More than 1 response from OpenAI
So instead of saying, write h1 for a SaaS app and give the response an SEO score, write using the following format, I can change n. And this is a parameter that comes over from GPT 3. And it's saying, how many different variations do I want to get back? And so I can say, I want three variations back and initialize the call and wait for OpenAI to get back to me.
So now OpenAI has given me these three different responses. And I'll just take the first one here so that we can see what it looks like a bit more clearly. So okay, it's actually given me a score and an explanation of the score there. That's fine. But you can see that it gives me these different responses. So these are all part of choices. So if I wanted to get choice one, there's my choice one. If I wanted to get choice two, there's my choice two. I wanted to get choice three, there's my choice three. So in order to create a database entry for each of my choices, it might help to format it like this where you use your end parameter because I'm not having to split up one response into three. I have got three separate responses. And it's it both work, but you might find that doing it like this just makes it a little bit easier to extract the data that you want in your workflows.

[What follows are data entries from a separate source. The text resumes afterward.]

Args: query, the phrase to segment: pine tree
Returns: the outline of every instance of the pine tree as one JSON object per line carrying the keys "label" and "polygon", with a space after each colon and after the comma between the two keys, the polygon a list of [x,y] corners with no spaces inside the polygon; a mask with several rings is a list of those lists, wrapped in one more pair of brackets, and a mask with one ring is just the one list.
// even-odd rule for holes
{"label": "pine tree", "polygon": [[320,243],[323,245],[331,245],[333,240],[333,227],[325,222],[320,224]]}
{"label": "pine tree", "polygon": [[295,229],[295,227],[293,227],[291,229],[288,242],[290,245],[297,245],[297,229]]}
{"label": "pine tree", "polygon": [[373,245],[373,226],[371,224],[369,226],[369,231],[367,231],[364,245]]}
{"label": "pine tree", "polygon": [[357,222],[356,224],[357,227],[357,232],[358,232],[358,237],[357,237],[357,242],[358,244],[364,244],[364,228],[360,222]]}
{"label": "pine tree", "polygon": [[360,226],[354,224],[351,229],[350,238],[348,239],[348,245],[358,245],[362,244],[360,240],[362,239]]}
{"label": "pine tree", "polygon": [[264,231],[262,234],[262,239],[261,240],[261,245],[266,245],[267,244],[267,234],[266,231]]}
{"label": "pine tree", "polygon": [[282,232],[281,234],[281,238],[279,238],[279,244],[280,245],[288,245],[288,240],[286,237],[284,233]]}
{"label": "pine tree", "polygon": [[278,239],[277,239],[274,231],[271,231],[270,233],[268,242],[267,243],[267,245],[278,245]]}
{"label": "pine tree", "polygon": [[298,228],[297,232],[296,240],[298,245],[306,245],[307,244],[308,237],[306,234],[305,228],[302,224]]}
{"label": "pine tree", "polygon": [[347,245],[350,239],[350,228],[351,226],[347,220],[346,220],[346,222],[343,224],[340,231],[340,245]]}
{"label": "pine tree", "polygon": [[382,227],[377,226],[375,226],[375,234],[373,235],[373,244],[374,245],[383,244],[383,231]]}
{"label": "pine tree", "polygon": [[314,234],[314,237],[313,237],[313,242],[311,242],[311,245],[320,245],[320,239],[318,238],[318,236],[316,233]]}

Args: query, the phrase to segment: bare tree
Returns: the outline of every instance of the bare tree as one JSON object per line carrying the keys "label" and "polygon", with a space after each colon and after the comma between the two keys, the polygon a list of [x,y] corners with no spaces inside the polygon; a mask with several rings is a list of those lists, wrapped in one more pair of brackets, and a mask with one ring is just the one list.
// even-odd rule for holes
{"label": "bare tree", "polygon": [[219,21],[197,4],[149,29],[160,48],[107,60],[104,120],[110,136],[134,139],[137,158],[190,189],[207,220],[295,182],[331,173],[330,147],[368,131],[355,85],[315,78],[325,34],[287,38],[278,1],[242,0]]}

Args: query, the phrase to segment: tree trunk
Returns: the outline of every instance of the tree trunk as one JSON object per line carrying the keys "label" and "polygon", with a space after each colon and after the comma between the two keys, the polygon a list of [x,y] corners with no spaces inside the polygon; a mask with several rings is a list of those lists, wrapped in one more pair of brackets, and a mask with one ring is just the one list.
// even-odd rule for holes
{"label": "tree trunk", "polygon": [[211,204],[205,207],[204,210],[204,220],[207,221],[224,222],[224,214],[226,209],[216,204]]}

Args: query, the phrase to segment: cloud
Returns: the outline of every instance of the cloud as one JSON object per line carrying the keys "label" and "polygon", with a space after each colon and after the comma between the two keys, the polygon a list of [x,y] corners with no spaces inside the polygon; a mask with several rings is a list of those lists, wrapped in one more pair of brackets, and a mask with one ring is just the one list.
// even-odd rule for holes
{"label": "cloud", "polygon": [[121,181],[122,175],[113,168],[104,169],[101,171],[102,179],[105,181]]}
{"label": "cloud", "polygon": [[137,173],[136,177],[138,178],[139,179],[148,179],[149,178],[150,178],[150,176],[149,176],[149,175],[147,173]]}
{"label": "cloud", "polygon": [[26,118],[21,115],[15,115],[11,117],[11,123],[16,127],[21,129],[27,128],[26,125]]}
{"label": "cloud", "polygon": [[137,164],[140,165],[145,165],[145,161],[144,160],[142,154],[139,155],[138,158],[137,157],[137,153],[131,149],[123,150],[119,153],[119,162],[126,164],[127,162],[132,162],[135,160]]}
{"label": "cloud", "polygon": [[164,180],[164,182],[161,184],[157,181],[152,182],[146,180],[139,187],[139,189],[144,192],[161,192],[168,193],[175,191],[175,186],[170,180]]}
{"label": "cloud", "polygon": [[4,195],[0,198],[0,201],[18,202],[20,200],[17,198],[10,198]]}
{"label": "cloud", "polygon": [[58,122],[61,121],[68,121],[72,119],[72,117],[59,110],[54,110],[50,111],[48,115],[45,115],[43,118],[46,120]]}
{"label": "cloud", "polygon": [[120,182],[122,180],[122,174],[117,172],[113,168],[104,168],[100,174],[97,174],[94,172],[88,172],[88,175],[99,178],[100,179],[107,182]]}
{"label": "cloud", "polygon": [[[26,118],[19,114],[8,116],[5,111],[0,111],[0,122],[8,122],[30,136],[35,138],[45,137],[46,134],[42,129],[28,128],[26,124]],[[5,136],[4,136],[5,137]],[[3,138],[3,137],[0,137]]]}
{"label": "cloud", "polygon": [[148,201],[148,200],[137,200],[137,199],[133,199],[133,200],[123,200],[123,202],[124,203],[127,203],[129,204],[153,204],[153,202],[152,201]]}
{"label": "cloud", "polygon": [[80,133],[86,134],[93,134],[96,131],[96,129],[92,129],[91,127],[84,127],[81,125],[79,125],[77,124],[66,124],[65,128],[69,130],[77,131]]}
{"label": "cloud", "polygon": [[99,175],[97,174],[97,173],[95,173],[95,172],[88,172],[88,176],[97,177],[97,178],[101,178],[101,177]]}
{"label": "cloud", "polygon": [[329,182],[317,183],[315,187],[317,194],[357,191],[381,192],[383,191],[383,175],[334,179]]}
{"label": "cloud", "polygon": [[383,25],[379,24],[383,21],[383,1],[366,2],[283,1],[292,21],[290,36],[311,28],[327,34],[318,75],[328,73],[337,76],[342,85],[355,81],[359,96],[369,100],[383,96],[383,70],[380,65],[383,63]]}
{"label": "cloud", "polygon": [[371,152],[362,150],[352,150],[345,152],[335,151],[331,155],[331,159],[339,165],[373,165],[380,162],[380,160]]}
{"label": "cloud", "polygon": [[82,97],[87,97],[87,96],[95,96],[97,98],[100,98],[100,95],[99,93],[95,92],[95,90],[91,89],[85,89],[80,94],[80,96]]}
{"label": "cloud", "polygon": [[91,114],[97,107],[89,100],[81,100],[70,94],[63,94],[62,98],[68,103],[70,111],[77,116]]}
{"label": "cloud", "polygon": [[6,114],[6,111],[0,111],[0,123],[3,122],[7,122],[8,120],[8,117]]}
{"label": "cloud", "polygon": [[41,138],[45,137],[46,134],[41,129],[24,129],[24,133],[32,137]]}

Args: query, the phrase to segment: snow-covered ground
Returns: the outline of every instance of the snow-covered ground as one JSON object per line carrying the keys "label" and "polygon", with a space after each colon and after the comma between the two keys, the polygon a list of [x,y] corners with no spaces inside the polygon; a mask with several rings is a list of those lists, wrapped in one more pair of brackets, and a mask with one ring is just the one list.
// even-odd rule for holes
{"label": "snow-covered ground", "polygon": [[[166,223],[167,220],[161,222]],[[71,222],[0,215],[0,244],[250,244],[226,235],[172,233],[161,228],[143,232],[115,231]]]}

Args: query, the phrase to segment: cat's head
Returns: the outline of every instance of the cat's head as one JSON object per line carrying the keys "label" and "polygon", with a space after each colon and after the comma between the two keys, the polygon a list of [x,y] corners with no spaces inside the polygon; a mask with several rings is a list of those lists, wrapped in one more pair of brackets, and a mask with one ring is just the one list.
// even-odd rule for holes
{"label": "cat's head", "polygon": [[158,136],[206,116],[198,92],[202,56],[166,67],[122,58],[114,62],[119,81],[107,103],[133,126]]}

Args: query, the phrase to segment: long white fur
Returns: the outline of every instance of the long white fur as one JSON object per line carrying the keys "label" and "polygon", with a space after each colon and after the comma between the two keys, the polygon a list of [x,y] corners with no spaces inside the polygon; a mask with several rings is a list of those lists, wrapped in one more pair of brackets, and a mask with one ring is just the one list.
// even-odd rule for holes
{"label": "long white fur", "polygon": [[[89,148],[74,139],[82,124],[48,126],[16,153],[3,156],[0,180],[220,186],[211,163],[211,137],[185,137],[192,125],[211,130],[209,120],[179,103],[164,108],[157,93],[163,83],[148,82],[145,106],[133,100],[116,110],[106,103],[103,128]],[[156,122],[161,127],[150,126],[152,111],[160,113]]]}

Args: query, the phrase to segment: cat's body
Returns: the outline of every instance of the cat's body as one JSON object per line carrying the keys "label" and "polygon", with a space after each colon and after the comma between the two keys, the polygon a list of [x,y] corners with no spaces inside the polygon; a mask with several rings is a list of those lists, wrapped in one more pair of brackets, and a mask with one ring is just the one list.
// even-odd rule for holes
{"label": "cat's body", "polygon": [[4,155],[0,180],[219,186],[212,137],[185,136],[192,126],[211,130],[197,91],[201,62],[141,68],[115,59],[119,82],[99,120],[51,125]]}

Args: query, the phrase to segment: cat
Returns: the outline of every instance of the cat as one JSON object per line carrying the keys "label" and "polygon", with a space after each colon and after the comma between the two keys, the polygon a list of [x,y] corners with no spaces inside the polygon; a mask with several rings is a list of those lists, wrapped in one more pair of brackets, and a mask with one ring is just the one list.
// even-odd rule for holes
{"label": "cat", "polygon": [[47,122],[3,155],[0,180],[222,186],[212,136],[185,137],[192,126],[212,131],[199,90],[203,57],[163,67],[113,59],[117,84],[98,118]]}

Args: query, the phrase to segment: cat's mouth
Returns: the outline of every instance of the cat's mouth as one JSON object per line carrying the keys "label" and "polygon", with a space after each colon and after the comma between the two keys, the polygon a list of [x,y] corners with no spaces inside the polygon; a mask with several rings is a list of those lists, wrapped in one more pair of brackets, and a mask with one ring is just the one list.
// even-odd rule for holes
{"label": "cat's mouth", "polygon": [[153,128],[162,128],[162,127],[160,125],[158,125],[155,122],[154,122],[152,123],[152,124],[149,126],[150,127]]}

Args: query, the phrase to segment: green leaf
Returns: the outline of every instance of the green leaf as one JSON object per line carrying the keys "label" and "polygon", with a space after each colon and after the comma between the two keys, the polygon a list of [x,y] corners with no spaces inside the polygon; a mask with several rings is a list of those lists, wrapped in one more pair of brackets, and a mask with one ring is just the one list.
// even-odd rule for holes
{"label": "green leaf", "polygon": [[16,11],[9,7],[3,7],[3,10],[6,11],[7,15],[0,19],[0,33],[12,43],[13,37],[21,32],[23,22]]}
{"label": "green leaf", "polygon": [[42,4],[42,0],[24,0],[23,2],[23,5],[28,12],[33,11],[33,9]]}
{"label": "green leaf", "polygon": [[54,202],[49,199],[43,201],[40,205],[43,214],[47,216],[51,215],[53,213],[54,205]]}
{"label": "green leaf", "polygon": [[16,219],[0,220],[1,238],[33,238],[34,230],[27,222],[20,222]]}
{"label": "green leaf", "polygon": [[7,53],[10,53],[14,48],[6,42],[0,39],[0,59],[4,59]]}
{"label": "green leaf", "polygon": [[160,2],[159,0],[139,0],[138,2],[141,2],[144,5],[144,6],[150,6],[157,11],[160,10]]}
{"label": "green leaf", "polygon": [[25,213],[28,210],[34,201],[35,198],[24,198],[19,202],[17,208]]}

So there you have it. I'm sorry if that is a little bit of a jumble, but it's just highlighting a few things that have come up over the course of the last few weeks with coaching clients that I've met with. And yeah, tune your prompts, experiment, play with changing N, play with being really prescriptive in this command here, the initial user content that you send. See if it makes any difference putting that prescriptive, this is how I want the response, into system. I've seen a few tweets of people saying you can get really different responses depending on if you use system or you use user. So I would say that in my experience, you can get a reliably structured format back to Bubble from OpenAI, and then using Split By or using N and separating it out from the different messages, the different... What are we looking at before? What's the choices? Different choices. You can find a way to extract exactly the data that you want. Whether that's splitting by using a label at the start of the line and the line space at the end, you can find a way. If you've got any particular scenarios that don't quite work, leave a comment on this video. Book a Bubble coaching session, and I'd really love to work on it with you and find a solution. But I'm saying it is possible.
If you have the right prompt, you can get the data back in the right structure, and using Split by, you can extract that data with Bubble.